Reports abound that Supreme Court nominee Elena Kagan tossed military recruiters from Harvard Law School when she served as dean, 2003-2008. The recruiters were at Harvard looking for future barristers to join up. Kagan took issue with Defense Department’s policy regarding the service of homosexuals known as “Don’t Ask, Don’t Tell.”
Recent news reports have painted Kagan as a lone ranger, but many law schools were gunning for military recruiters.

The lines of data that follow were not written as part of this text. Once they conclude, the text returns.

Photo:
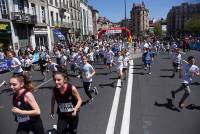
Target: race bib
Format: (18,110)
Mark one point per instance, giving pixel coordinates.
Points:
(66,107)
(22,118)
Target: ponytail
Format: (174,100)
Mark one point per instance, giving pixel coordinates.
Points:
(28,85)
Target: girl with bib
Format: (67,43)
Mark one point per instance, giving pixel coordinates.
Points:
(69,101)
(25,107)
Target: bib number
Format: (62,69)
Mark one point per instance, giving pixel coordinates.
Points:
(66,107)
(22,118)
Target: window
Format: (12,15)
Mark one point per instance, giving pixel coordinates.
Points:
(56,3)
(43,14)
(21,5)
(52,20)
(57,18)
(3,8)
(33,9)
(51,2)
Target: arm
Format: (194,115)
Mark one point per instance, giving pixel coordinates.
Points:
(79,100)
(30,99)
(52,102)
(93,72)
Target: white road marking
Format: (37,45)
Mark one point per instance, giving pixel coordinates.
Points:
(113,113)
(44,83)
(127,107)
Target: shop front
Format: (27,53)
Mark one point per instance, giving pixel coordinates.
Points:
(5,36)
(41,37)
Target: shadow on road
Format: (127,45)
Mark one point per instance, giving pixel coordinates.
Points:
(47,87)
(169,105)
(108,85)
(99,67)
(140,73)
(166,70)
(137,68)
(193,107)
(166,76)
(138,65)
(167,58)
(101,73)
(7,90)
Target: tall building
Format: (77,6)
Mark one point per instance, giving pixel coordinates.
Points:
(22,23)
(5,28)
(90,22)
(75,13)
(139,18)
(178,15)
(40,31)
(84,18)
(59,21)
(95,17)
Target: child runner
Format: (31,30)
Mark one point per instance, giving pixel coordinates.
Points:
(176,62)
(86,73)
(69,101)
(189,70)
(118,61)
(147,58)
(25,107)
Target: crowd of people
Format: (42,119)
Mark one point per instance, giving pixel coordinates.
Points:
(79,59)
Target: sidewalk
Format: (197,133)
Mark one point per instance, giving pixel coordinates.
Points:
(135,55)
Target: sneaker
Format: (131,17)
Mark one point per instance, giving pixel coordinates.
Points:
(173,94)
(181,105)
(149,73)
(90,100)
(95,90)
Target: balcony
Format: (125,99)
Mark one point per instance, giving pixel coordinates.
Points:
(19,17)
(65,25)
(5,16)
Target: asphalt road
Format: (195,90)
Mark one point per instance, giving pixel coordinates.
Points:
(152,110)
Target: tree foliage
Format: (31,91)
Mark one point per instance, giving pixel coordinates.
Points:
(193,24)
(158,30)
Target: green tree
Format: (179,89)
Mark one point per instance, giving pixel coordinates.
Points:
(193,25)
(158,30)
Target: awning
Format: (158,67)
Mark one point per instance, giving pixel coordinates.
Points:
(59,34)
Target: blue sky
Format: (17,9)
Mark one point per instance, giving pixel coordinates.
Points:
(114,9)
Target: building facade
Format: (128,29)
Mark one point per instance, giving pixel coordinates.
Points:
(84,18)
(90,23)
(75,13)
(178,15)
(59,21)
(95,16)
(5,28)
(139,19)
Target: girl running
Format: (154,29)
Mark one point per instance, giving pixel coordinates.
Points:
(25,107)
(69,102)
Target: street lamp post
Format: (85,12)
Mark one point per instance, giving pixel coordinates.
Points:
(125,11)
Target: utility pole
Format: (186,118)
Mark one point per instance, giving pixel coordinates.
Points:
(125,12)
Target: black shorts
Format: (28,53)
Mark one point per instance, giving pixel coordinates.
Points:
(176,65)
(27,68)
(124,69)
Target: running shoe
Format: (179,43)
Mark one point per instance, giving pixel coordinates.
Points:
(95,90)
(90,100)
(173,94)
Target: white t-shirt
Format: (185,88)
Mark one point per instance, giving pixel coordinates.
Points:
(91,56)
(26,62)
(187,72)
(125,62)
(52,67)
(109,56)
(87,70)
(119,62)
(1,55)
(18,68)
(176,58)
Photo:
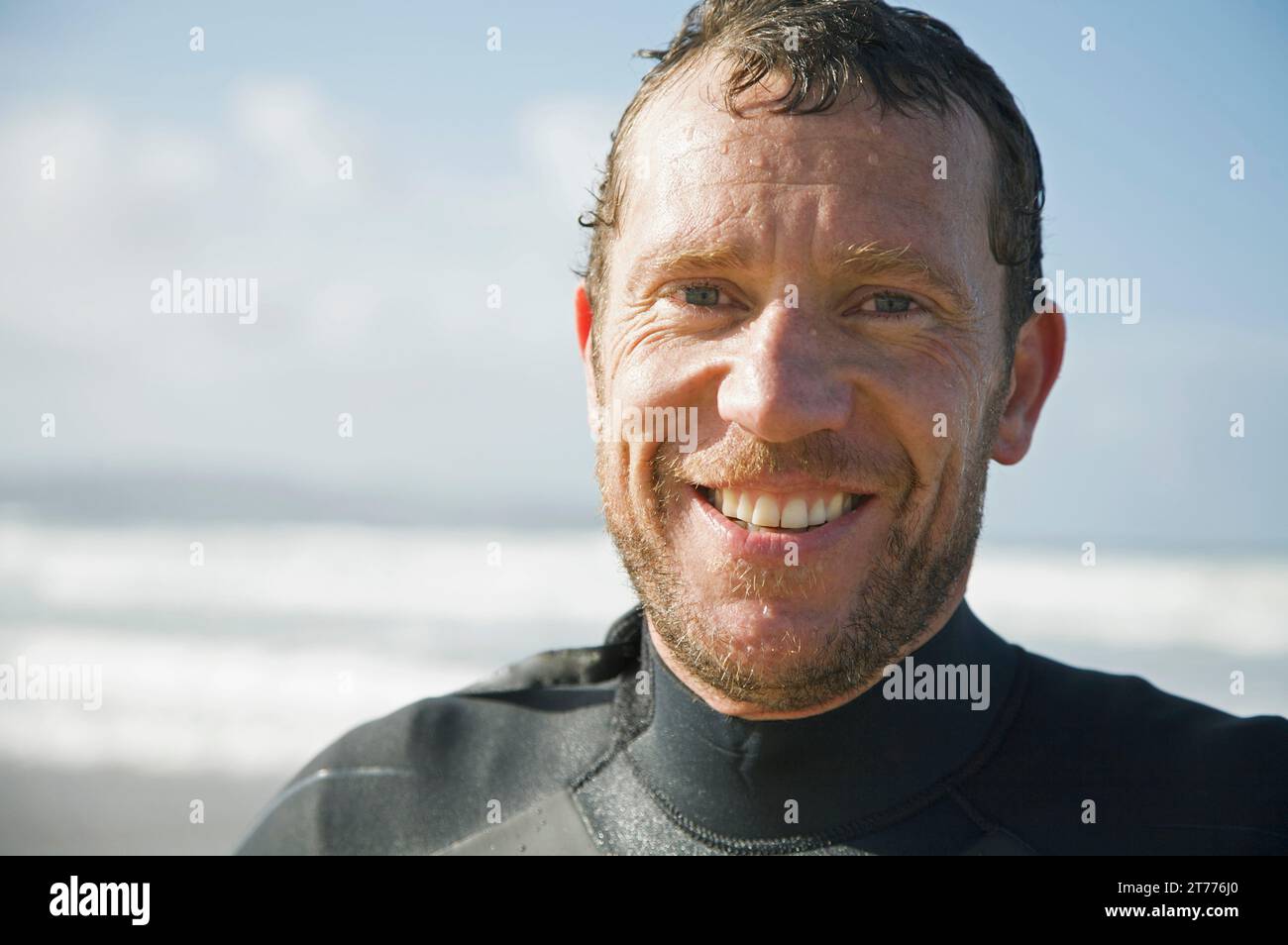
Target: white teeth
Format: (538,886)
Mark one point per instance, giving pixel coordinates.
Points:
(818,512)
(795,514)
(761,510)
(765,512)
(836,506)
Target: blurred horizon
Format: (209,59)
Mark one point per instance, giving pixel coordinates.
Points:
(373,291)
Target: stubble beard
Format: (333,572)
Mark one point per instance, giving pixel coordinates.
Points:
(907,583)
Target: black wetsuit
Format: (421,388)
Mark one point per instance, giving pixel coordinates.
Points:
(578,752)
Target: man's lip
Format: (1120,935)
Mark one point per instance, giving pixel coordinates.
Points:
(786,484)
(745,542)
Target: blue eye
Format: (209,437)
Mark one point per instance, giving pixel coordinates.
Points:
(700,295)
(890,304)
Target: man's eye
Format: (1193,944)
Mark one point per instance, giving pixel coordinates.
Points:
(890,304)
(700,295)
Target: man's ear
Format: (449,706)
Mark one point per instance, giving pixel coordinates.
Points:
(1038,355)
(581,306)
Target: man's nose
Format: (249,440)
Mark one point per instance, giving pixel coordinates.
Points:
(785,381)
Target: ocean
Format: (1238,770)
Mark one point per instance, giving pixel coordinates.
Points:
(230,654)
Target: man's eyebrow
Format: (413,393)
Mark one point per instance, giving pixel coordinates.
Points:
(876,262)
(872,262)
(681,259)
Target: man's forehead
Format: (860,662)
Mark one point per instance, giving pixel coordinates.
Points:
(690,162)
(686,129)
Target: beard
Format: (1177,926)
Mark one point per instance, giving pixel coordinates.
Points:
(909,580)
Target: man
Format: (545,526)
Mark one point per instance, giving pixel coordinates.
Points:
(819,233)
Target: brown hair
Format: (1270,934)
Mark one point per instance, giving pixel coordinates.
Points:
(907,60)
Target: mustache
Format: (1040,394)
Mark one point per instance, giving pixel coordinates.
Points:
(823,455)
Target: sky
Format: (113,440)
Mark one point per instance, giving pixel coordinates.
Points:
(471,167)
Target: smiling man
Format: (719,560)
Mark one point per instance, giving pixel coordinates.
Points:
(818,233)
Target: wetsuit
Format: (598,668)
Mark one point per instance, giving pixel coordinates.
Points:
(604,751)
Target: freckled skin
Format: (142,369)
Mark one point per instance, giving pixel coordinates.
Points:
(765,640)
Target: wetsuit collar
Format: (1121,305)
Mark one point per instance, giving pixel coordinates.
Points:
(822,773)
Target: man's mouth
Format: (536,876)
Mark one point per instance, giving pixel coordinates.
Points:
(768,511)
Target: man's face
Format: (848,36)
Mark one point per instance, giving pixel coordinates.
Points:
(829,306)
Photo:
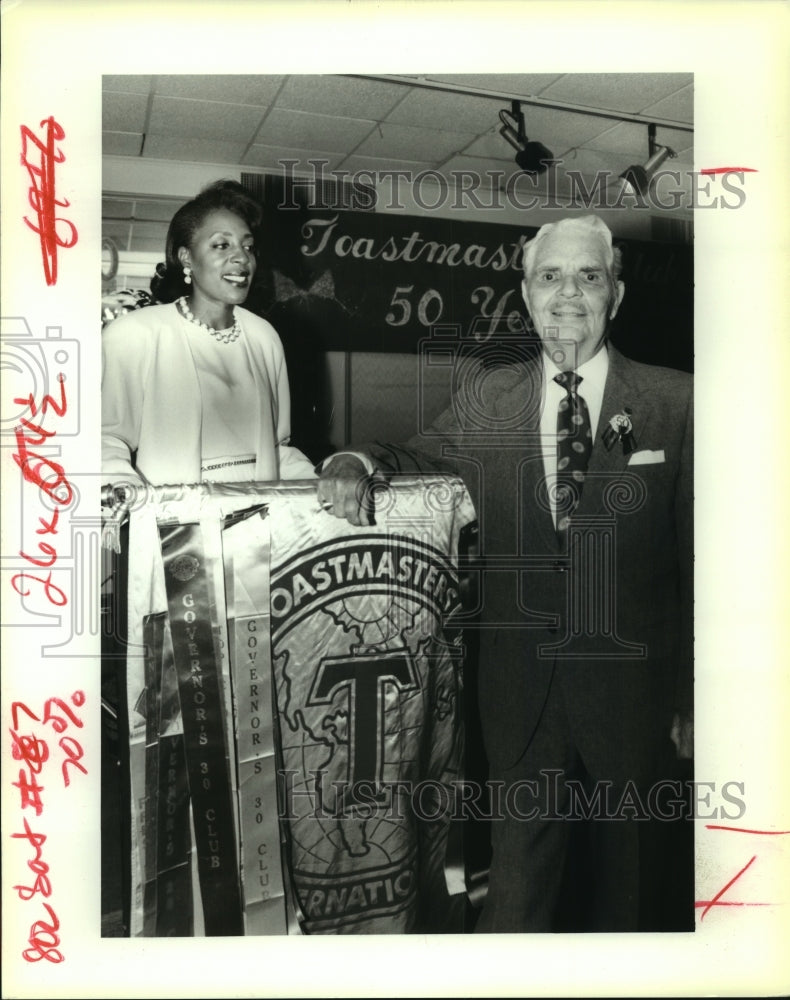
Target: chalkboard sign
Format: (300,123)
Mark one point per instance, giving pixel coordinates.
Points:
(363,281)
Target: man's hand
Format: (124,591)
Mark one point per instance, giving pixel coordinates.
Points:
(344,489)
(682,735)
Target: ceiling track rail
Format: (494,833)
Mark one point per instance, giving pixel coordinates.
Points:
(537,102)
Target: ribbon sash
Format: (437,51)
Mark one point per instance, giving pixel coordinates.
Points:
(199,684)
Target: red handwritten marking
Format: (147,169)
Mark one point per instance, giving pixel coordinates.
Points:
(729,170)
(740,829)
(43,938)
(714,902)
(41,194)
(56,487)
(39,868)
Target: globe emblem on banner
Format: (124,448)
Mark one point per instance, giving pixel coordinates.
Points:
(184,567)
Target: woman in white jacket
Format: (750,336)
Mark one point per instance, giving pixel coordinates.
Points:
(196,388)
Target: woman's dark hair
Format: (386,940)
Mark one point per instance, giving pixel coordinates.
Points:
(168,282)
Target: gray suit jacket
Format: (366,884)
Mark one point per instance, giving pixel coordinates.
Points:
(610,618)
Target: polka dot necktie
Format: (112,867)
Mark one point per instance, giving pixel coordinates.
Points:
(574,446)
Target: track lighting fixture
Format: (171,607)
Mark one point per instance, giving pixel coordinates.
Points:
(531,157)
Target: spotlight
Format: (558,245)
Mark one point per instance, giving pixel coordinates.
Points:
(636,179)
(531,157)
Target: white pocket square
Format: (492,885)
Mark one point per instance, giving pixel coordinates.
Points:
(646,457)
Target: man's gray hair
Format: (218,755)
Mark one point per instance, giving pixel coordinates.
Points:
(584,223)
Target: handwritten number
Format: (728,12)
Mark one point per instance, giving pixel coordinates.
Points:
(403,304)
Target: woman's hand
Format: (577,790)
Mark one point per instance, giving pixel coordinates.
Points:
(344,489)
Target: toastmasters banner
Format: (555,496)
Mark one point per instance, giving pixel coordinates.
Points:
(296,720)
(377,281)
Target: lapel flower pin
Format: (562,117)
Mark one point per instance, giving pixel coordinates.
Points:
(620,427)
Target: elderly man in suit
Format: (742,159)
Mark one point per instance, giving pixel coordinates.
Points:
(580,464)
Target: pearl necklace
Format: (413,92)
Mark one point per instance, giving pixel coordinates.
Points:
(225,336)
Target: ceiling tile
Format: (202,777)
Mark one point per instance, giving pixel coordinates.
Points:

Once the 1996 Solomon Amendment, in which Congress said it could deny federal funding to schools that did not permit recruiters or ROTC on campus, was declared unconstitutional, Kagan quickly made her move in 2004, as did others. (The Solomon Amendment has been through many rewrites since.)
Looking back before Kagan’s tenure as dean, a 1999 article in MIT’s “The Tech” reported, “The 162 institutions belonging to the American Association of Law Schools, including Stanford, have pledged to bar campus employment recruiters who discriminate by sexual orientation.” Even in the mid-1990s schools like Stanford were tossing recruiters. Just as with secondary schools, Congress pointed out these elite law schools had students who received federal funding.
Enter the Solomon Amendment. Schools had a choice: Lose the financially disadvantaged students (and other federal funds) and stand against DoD policy on homosexual service or open to business as usual. Most schools backed down, but it has been reported New York University law school kept its ban in place and did not lose its federal funding.
In 1999 Harvard allowed the recruiters on campus but would not allow them to use the career development center.
It seems there are two law schools currently that prohibit military recruiters – Vermont and William Mitchell College of Law, St. Paul, Minn.
We’re not advocating for Elena Kagan. But the military recruiter controversy has been widespread. Not that one would know it from reading recent reports.